Last week’s article on the California Energy Commission’s 2013 Integrated Energy Policy Report (IEPR) identified how climate changes impact energy needs and create new challenges for the state of California’s electricity, natural gas, and transportation fuel sectors.  Heat and precipitation are two of the major climate changes that have outsized impacts on the state’s energy sector.  That should influence the ongoing design and deployment of Smart Grid technologies and policies.  For one thing, harkening back to my ten Smart Grid and Smart City predictions for 2020, infrastructure like a grid or a community can’t be called smart if it lacks resiliency.  Climate changes will require that we create more resilient critical infrastructures – whether it is in the design and management of energy and water, or the policies that determine the quality of responsiveness by governmental agencies to meet their citizens’ needs in times of disruption.

How can the Smart Grid address these challenges and threats?  Here are five suggestions.

1) A Smart Grid delivers grid resiliency by putting more reliance on distributed generation (DG).  A comprehensive DG strategy locates generation assets close to demand.  This strategy also reduces reliance on vulnerable transmission lines that might fry in the next wild fire conflagration.  California already has a good start on DG with the rapid growth of rooftop solar.  Technology and financial innovations are in place to enable continued growth.  Policy innovations should look at defining clear benefits for utilities to encourage investments in generation sited at the distribution grid level and the technologies to manage diverse assets; and encourage partnerships with third parties that can assist in accelerating DG deployments.

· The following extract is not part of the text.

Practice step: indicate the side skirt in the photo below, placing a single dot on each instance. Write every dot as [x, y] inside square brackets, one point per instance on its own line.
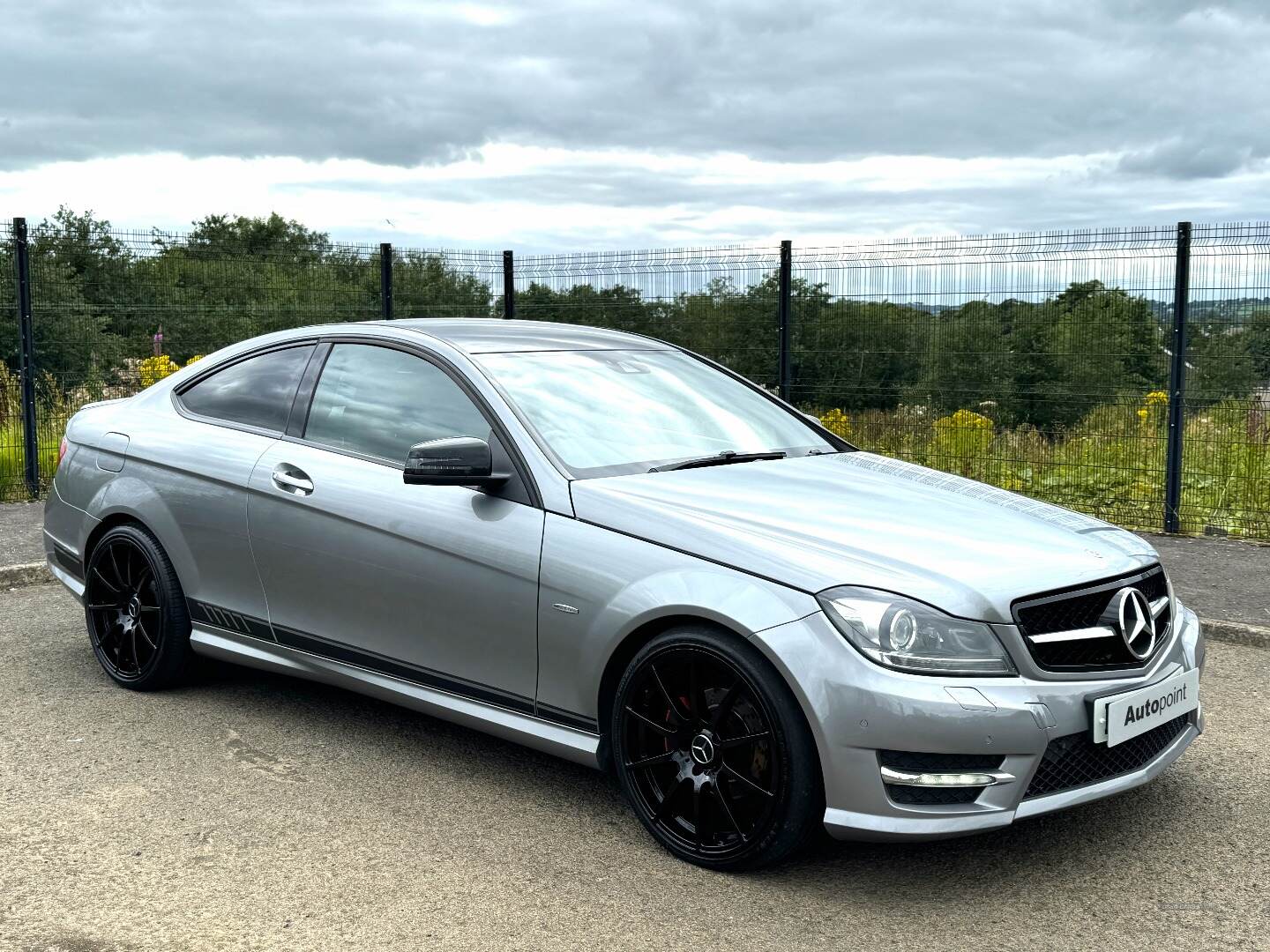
[579, 747]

2) Deploy applicable monitoring and telemetry technologies for leak detection to the aging water infrastructure, which is in dismaying disrepair and suspected to be leaking like a sieve.  The emphasis is on the word suspected – lacking reliable data or visibility into pipeline health means that everyone is offering educated guesses about the overall infrastructural integrity of our water systems.  This activity won’t create more water, but it will help the state and communities manage existing water supplies with intelligence that is lacking today.  Smart water management can deliver situational awareness about operations and create proactive rather than reactive policies and plans – similar to the benefits the Smart Grid delivers to the electricity infrastructure.  And let’s acknowledge that energy/water nexus.  When we save water, we save electricity.

3) Deploy water meters across the state, which contains a surprising number of communities that don’t have water meters.  Just like we’ve demonstrated with smart meters for electricity, simple awareness of water consumption can reduce usage.

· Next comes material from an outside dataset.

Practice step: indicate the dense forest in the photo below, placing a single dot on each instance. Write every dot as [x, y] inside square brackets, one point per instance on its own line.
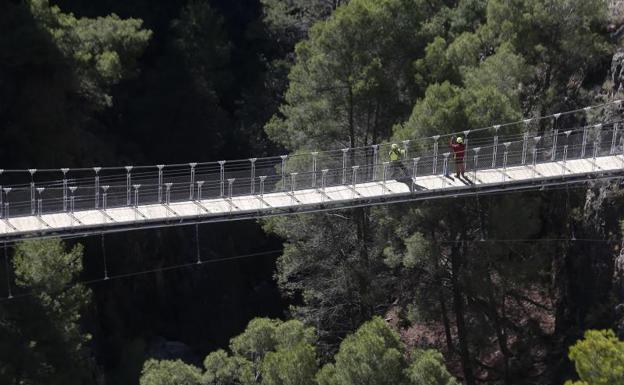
[498, 289]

4) Study the possibilities of instituting Time of Use rates for water that are tied to energy use.  Using water during times of peak electricity demand simply increases overall electricity needs.  Timing water consumption to off-peak times saves electricity.  5) Rationalize the varying municipal and county codes about water consumption, conservation, and gray water use.  A Sierra Club volunteer effort highlighted great disparities in permit fees for rooftop solar across Silicon Valley communities, resulting in state legislation that set limits on those fees, and created standards for fee computations.  State officials need to similarly understand the difficulties that our extremely fragmented water utility sector has in putting together programs that must accommodate multiple jurisdictions.  There’s plenty of process friction that could be reduced or eliminated through such rationalizations.

We can’t stop human-caused climate change, but we can mitigate its worst effects by continuing Smart Grid solution deployments in the electrical grid and applying these solutions in the water grid. We have no choice but to adapt to the impacts of climate change.  Smart Grid technologies and policies can certainly help accelerate economic and societal adaptations as well as support creative mitigation strategies.